While the cover is not the best, this novel is its own kind of unique and will catch your interest from the very first page. It's not everyday that the main character in a novel has the rare condition of synesthesia. While it is not explicitly stated until later on in the novel, readers are aware of her condition from the beginning, though some will not recognise it. If synesthesia is a new concept for you, it's a condition where people associate one or more sense with another such as seeing sound, tasting shapes and smelling colours. I found this addition to Allison's character intriguing, as it keeps both readers and Allison wondering whether she is sane or whether her condition is altering her perceptions of reality. This is something Ultraviolet constantly shapes and changes, whether it be of the world, of the characters or of the events that have occurred. One way or another, what we think about almost everything is rebuffed and completely turned around which makes for a good and unpredictable read.

In the beginning, the main storyline of the novel is to do with the disappearance of Allison's schoolmate, Tori. We are left in the dark about what has happened truly happened until towards the end, as Allison herself cannot comprehend the situation. The novel is unexpectedly sci-fi so when we are first introduced to it (or maybe thrown in head first, to be specific), I imagine most are left confused. It's something that takes us by surprise, as it comes suddenly and completely out of the blue. Also, the abilities that Allison has is sometimes unbelievable and all too coincidental. Perhaps this part of the story could have been written better, but don't give up on it. At first, it all seems ridiculous and too out of this world but suspend your disbelief and read on. You'll get used to it and it ends up actually being quite exciting. It  somehow makes sense and isn't a big pile of "crazy" after all. Who would've thought?

While Allison is at the mental institute, she meets a variety of people, each with their own conditions and stories. I feel as if these characters weren't developed enough and they were just in the background, occasionally popping in to conveniently serve whatever purpose the author wanted them to at that very moment. Kirk, a pyromaniac, seems like a love interest but after a few vague interactions and a loose ending, I guess not. During her stay, she is also introduced to Sebastian Faraday, someone who has come in to study her. Please do not make the same mistake I did and think that he is a thirty or forty year old. This will make your reading experience very creepy as Allison begins to develop an affection for him and vice versa. He is indeed around 20 years old…so remember that. If it weren't for my stupid misconceptions, I would've found their relationship quite adorable. He offers her the help and knowledge she needs, and later plays a pivotal part in the novel.

The plot's pace is something that I'm at war with. The first third of the novel is sort of fascinating, in that we are seeing things with new eyes and learning interesting pieces of information. As the novel continues, things seem to slow down and speed up at the same time. While still nothing truly exciting has happened, we've moved on from the introductory phase and are getting more into the mystery of things. In the final third is where things really start picking up. There's more action and the story moves at a faster pace. This section will keep you on edge, waiting to see what will happen next.

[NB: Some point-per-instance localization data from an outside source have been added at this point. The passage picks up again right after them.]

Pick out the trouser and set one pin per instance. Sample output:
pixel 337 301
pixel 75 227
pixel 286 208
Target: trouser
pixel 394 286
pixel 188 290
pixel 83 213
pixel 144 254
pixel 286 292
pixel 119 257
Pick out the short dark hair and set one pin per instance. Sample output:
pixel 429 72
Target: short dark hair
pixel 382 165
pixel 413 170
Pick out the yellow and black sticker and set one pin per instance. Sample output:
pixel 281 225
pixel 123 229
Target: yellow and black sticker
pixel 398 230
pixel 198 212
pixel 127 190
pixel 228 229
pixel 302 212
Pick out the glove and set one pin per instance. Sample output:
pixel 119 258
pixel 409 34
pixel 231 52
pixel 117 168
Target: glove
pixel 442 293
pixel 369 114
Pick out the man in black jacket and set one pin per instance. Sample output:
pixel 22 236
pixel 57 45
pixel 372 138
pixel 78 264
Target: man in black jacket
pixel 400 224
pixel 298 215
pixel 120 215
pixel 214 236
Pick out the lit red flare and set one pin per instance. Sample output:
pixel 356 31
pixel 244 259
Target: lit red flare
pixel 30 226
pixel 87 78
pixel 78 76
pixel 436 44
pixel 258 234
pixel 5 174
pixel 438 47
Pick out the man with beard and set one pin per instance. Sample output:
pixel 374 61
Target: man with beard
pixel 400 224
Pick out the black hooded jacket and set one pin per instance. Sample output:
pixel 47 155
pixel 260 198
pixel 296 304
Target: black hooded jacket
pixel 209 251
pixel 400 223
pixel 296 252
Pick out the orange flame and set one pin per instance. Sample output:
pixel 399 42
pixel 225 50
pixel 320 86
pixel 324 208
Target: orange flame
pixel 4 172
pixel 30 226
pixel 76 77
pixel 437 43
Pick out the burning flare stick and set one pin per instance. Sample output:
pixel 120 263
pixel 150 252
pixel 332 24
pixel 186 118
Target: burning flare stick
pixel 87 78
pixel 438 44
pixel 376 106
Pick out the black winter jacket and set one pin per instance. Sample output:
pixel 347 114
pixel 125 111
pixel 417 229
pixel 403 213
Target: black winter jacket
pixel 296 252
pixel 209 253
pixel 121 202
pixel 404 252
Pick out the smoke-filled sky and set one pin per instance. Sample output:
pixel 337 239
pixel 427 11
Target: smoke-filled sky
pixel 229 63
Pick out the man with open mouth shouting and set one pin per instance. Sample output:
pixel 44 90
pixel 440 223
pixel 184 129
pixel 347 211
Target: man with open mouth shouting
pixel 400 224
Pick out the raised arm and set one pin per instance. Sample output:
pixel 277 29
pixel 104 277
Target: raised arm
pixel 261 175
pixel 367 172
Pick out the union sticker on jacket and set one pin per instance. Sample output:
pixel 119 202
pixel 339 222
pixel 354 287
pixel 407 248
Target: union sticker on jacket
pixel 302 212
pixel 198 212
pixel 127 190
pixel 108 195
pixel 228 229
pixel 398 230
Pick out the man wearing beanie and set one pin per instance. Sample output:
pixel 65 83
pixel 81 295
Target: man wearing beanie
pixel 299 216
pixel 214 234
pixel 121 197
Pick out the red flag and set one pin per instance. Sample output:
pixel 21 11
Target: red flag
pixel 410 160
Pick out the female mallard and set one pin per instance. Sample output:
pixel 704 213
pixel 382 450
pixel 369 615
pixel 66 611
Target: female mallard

At the beginning of every chapter is of course the title. Instead of the usual "Chapter 4", we get "Four is Blue". Each chapter is associated with a colour and this later transitions to emotion and mood - "Sixteen is Overwhelmed". This represents how Allison is growing and how her abilities are becoming more and more complex as time passes. On one occasion, we're shown an image and this further emphasises how different she is, as well as makes us think about what it's like for people in the real world who have this condition. Wouldn't it be amazing to see things so differently?

Ultraviolet is unique and a nice change from my usual reads, despite the flaws that it has. Give it a chance and maybe you'll like it more than I did.